Dakar, de nos jours : Ada et Souleiman sont amoureux, mais Ada est promise à Omar.
Souleiman est ouvrier, et son patron un riche homme d’affaires qui se dispense volontiers de
rémunérer sa main-d’œuvre. Souleiman et ses confrères embarquent alors à bord d’une
pirogue pour tenter de rejoindre l’Europe, dans l’espoir de trouver un travail et une vie
meilleure. Alors qu’Ada est rongée par le chagrin, son mariage avec Omar a lieu sous des
cieux hostiles, et un incendie ravage la chambre de noces. Un enquêteur brillant est sur le
coup, mais rapidement une mystérieuse maladie frappe le quartier et le policier.
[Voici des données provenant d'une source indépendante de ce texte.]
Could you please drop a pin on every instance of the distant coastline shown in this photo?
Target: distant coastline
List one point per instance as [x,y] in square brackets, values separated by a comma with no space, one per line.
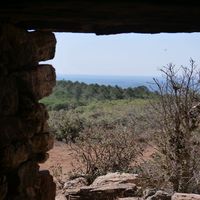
[121,81]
Atlantique s’impose comme une fable politique et poétique à mi-chemin entre le
fantastique et le documentaire. La simplicité qui se dégage a priori du film permet de
dépeindre avec puissance, au détour d’une phrase ou d’un plan, nombre d'enjeux auxquels est
confrontée la jeunesse sénégalaise.
La réalisatrice - qui signe ici son premier long-métrage - s’attache à retranscrire les
contrastes qui habitent la ville de Dakar, qu’on devine reflets du Sénégal et plus largement
d’un grand nombre de métropoles en développement. Contraste d’architectures avec les
immeubles ultra-modernes qui toisent la misère des bidonvilles, contrastes entre le monde des
hommes et celui des femmes, entre le mode de vie de ces dernières et le poids des traditions
auxquelles elles doivent se plier. Sont aussi interrogées les frontières entre la mer et la terre, la
vie et la mort, le réel et la souvenance, la justice et la corruption.
La puissance du film réside dans sa photographie époustouflante : les plans sublimes -
parfois contemplatifs - portent et rythment le film, il s’en dégage une ambiance singulière et
enivrante. Un plan sur le déchaînement de la mer pour signifier la mort, un plan sur les
rouleaux qui éclatent sur le sable pour figurer le déchirement des femmes à qui l’on arrache
un frère, un fils, ou un mari. La mer est presque un personnage : elle ravit son amant à Ada, et
semble détenir des réponses dont la jeune femme aurait besoin. Des plans éloquents sur son
visage entrent en résonance avec les motifs de l’eau qui se meut. Mama Sané (Ada) livre une
performance touchante et juste avec un jeu tout en finesse.
Cependant, les plans insufflent au film une certaine lenteur et un caractère
expérimental qui peuvent tenir à distance. On pourrait également reprocher au film son
manque de lisibilité qui peut créer une incompréhension chez le spectateur. A force d’osciller
entre genres et problématiques différentes, on finit par s’y perdre.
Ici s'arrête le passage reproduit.